After Sita has been taken, Ram expresses his anguish more and more in terms of the loss of his kingdom and the fact that he might lose his brave and loyal brother Lakshman. Sita is absent from his conversations, perhaps even from his mind. He kills Ravan to avenge his honour as the prince of Ayodhya, acting as a kshatriya should. While Sita has thought of nothing but her love, Ram has been busy putting together an alliance and planning a war.

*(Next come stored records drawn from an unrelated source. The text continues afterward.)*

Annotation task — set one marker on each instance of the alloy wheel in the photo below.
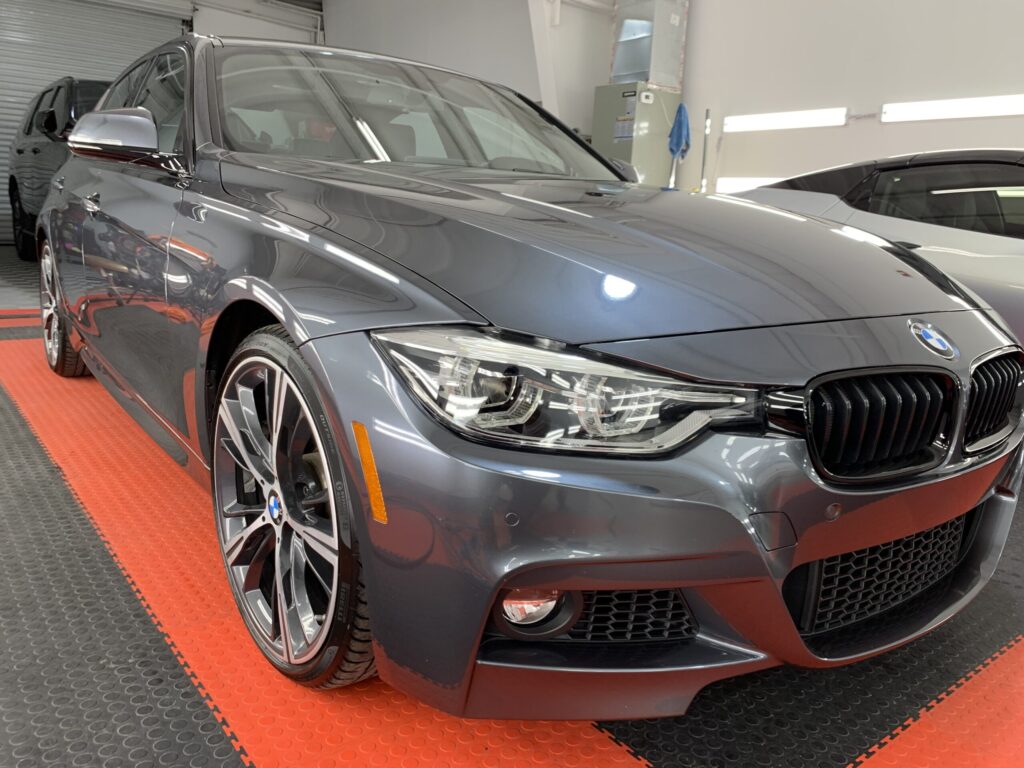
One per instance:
(52, 332)
(275, 510)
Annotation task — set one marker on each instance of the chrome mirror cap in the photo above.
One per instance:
(115, 134)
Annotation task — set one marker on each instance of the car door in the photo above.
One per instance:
(31, 182)
(52, 150)
(132, 211)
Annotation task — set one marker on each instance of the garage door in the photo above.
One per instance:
(43, 40)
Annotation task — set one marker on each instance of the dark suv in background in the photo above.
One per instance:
(40, 147)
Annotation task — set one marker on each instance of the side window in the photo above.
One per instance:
(59, 105)
(41, 103)
(164, 94)
(978, 197)
(121, 93)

The man that Sita meets after the war with the rakshasas (demons) is not the man she knew and loved in the forest. She sees a battle-hardened warrior, a man who prefers to meet her in public rather than a husband who would wipe her tears of joy in private after such a long separation. This man tells her that he cannot take her back because she has lived in the house of another man. He has no use for her any more, she can go where she pleases. The war was fought not for her but for the honour of his family. Sita is horrified and asks Lakshman to build a fire—she will take a public trial to prove that she has been chaste. Of course, she is vindicated and, on the surface, there is a triumphal return to Ayodhya, with the happy ending of a restored kingdom and a restored marriage merely a breath away.

But that breath is never exhaled. When she is pregnant, Sita becomes the subject of town gossip about her time away from Ram. Ram, now king, chooses to bow to the dictates of his public position—he asks Lakshman to take Sita away, back to the forest where they had spent their happiest times together. At this point, Sita realizes that she will never be Ram’s beloved again, she will always be his wife, his queen, his consort.

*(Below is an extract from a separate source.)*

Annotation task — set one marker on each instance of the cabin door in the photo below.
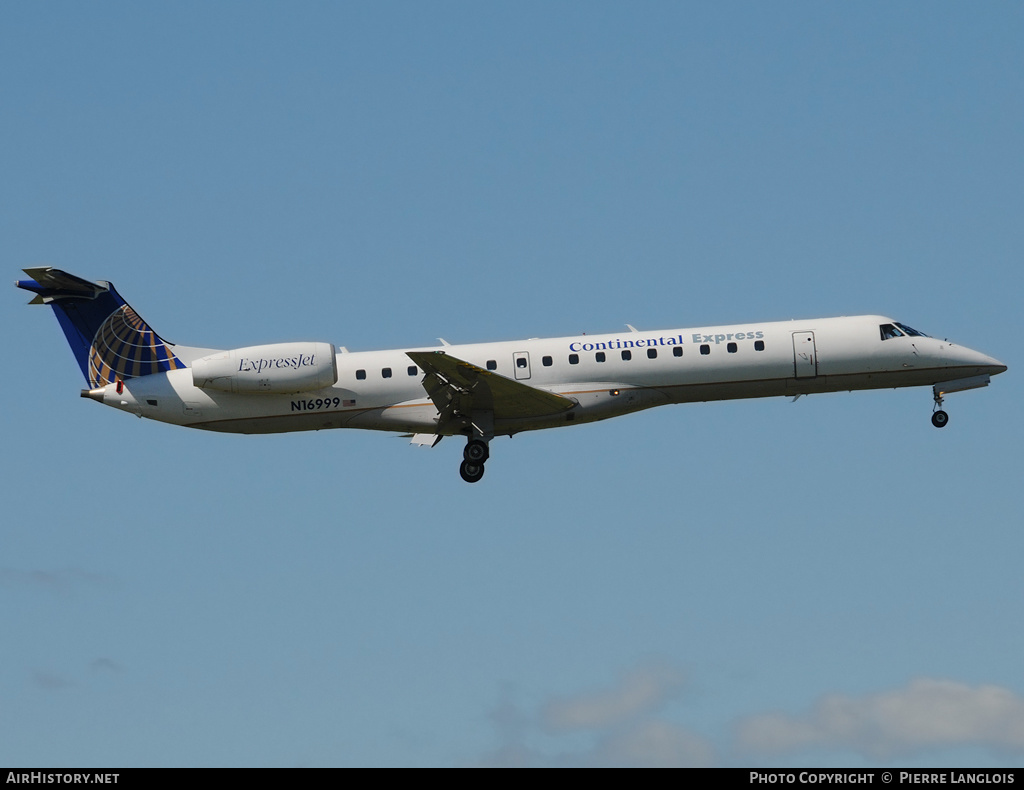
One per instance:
(521, 362)
(805, 359)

Fourteen years later, when Ram hears the story of his own life from his sons, he summons Sita—she must prove her innocence once more, in front of his people, so that he can be with her again. This is when Sita decides that her innocence should be the reason for her departure. Ram has become a man she does not know, cannot love; her love for him has ended. Ram has become king and Sita has lost the tender lover of the days in the forest, the man she pined for in her captivity, the man she waited to embrace after their months of separation. She decides that she cannot, will not, live with a lesser love, a love that was compromised when it was sacrificed on the altar of public duty.

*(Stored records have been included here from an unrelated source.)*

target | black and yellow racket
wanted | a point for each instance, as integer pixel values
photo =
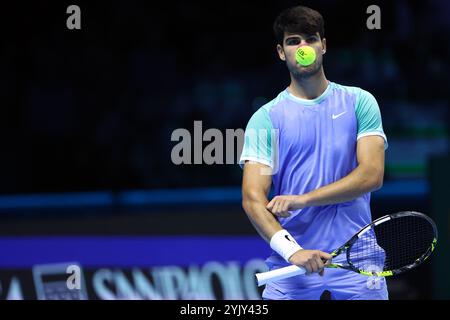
(388, 246)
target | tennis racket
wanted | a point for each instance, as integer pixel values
(388, 246)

Sita’s love could not survive all that happened to her—her abduction, her captivity, the suspicions about her and her banishment. When she finally asserts herself, it is to take control of her destiny and leave Ram forever. Ram is distraught—his love has remained steadfast through all that he made his wife endure. After Sita has left, Ram creates a golden statue of his beloved wife. The statue is not only a substitute for the queen at all the royal rituals and ceremonies, it is a reminder to Ram himself of everything that he has lost as a king. For me, this is where the tragedy of the Ramayan lies—in the understanding that love can die, despite our best intentions, despite our efforts to keep it alive. For all that Ram is devastated when Sita leaves him, it’s hard to imagine that Sita did this with any sense of joy or liberation. Her heart, too, must have been heavy. For surely, the burden of a love that has ended is far greater than that of a love that has been lost. Perhaps it is only in our maturity that we see this as a possibility. And we smile through our tears for the young who are eternally in love.

Arshia Sattar has been working with the Valmiki Ramayana for 30 years. Her most recent book is Uttara: The Book Of Answers.